Gilmark's fire engine (missing a ladder, I suspect, but so is every example I can find on Google!), is probably more accidentally futuristic, being 'just' a toy? The chassis designed - like Beeju's - to take different bodies/loads, and having a tip-back cab, so you can 'work' on the engine!
 
The beauty of all these dime-store types, whether military, civilian or space/futuristic, is that they go quite well with the smaller scales, and both these would suit 23-28mm figures, so your Giant, LB (Lik Be) or Airfix astronaut/space figures, through to role-playing stuff?

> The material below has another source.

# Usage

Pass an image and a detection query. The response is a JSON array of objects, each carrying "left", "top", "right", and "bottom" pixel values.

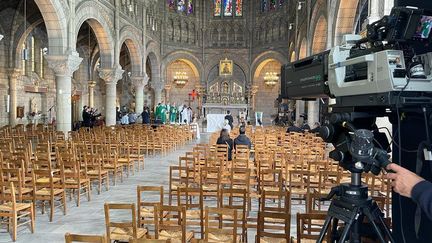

A couple of comparison shots, I have a few more dime-store type, rigid-bodied 'space trucks' in the collection, and we may have seen one or two over the years, and a bus (?), but this is my first 'Artic' (articulated/tractor-trailer) type wagon, and hopefully we'll return to them when they all come together, or I find more Palitoy efforts, or even a Gilmark ladder?
 
These both came in at the weekend, last, but I'm not doing a show-report, or, I might do one on the loose figures and bits, but most of what I bought on Saturday, was specifically for posts, given everything else is in storage now! "Go Space Trucking"!

Thursday, August 29, 2024

P is for Portagiochi

I think we just have to face the fact that we aren't going to escape the 'P's this month, and it's not deliberate! I put 'Rack Toys' and 'Toy-rack' into Google Translate, and they both came-up Portagiochi 'portable toys' (?), so that's what I went with, as I like to go native sometimes with these specifically foreign toy posts!
 
Brian Berke visited Italy earlier in the year, and sent lots of photographs to the blog, on various subjects, enough to provide posts for some time, and it's not like Picasa isn't full of older stuff from him, but Picasa is filled with all sorts, it's a case of me getting round to it, like yesterday's fortuitous slamming together of three folders as four posts! Anyway, Brian sent us a flavour of current Italian rack-toy/kiosk fayre, so that what we're looking at here;

Starting with a lovely 'bog standard' set of Army Men, whose card roughly translates as Assault Troop, and while mostly the sort of stuff we've seen in many of these sets, it's interesting for being clearly Italian market graphics and looks to have new sculpts, the green grenade thrower doesn't ring any bells?
 
Apparently branded to Edizioni Nicoletta, these construction and firefighting vehicles will probably be bought in from someone like Pioneer, now Universal have gone and Mattel are sitting pretty with both Matchbox and Hot Wheels under their skirts?
 


Stretch-Dragonball-Strong! A bit out of our comfort zone maybe, but they are sort of solids, in that while squidgy, they have no articulation, and definitely novelty, while also TV-related, and it gets Diramix in the Tag List! There is a fledgling Dragon Balls Z post in the pile, and we've looked at them a couple of times already, so a useful addition to the Tag! Note they've dropped the 'zee' on this Italian packaging, or left it as it's Japanese character. Dragon Ball Super is the current iteration.
 


Nice to see some people can still get realistic cap-guns (even if they aren't actually cap-firers I'm afraid), here in the UK, it's all multicoloured nonsense, if you can find it, and if you do, there's the clear risk of being shot by half-trained police! And we have both cowboy classics (which are sparking I think?) and a more novelty dart-pistol. But it's also the 'Sheriff' badges, and a holster - proper toys!


A larger beach/garden type toy, in a net bag, like we're at the seaside and six-years old again! And while also rather outside the remit of the Blog, I know for a fact that fire-engine/firefighter fans follow the blog.
 
Thanks as always to Brian for these, and I've stopped myself cropping most of them for the hints of other stuff in the peripheries of the shots, not least an interesting sea-life set in the first shot! How the Italians are doing rack-toys at the moment!